Sudscha ist verloren und dahinter beginnt freies Feld. Wer sich dort zu verschanzen versucht, riskiert sein Leben. Damit ist die Kursk-Offensive der Ukrainer vorbei, sagt Oberst Reisner ntv.de. Nun müssen sie sich gegen die russischen Verfolger wappnen.

Ntv.de: Herr Reisner, als die Stadt Sudscha in der Region Kursk von den russischen Truppen immer stärker bedrängt wurde, haben Sie gesagt: Wenn Sudscha fällt, ist die Offensive erledigt. Haben wir diese Situation jetzt?

Markus Reisner: Genau so ist es. Der Versorgungsknotenpunkt Sudscha in ukrainischer Hand wäre die einzige Möglichkeit gewesen, das eroberte Kursker Gebiet weiter zu halten. Weil die Stadt aufgrund ihres urbanen Charakters viele Möglichkeiten bietet, sich im Abwehrkampf zu verschanzen.
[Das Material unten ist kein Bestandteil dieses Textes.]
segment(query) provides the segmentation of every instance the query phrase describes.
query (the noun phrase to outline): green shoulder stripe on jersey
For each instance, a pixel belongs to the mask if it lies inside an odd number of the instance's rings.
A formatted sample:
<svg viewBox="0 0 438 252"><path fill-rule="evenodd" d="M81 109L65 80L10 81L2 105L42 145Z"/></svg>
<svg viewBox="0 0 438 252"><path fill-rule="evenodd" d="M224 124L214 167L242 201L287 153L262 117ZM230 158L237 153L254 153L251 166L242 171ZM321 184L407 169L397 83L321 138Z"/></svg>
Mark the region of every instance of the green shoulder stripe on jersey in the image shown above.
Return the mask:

Die Stadt haben die Ukrainer verloren, dahinter erstrecken sich nur mehr freie Felder bis zur ukrainischen Grenze. Da kann man sich nicht festsetzen, das wäre lebensmüde, selbstmörderisch. Und damit ist die Offensive beendet. Das werden Sie so direkt verständlicherweise nicht von den Ukrainern hören.

Was sagen die?

"Wir haben es geschafft, die Russen lange hinzuhalten, wir verzögern den Vormarsch auch weiterhin" - das ist das Narrativ der Ukrainer, während die russische Seite sagt, "Wir haben gewonnen." Natürlich möchte ich nicht ungefiltert das russische Narrativ übernehmen, aber rein militärisch nüchtern betrachtet ist die Kursk-Operation zu Ende. Wir sehen gerade die letzte Phase der russischen Seite, das Konsolidieren des gewonnenen Geländes, das Beseitigen des letzten Widerstandes und die Versuche, ukrainische Soldaten gefangenzunehmen.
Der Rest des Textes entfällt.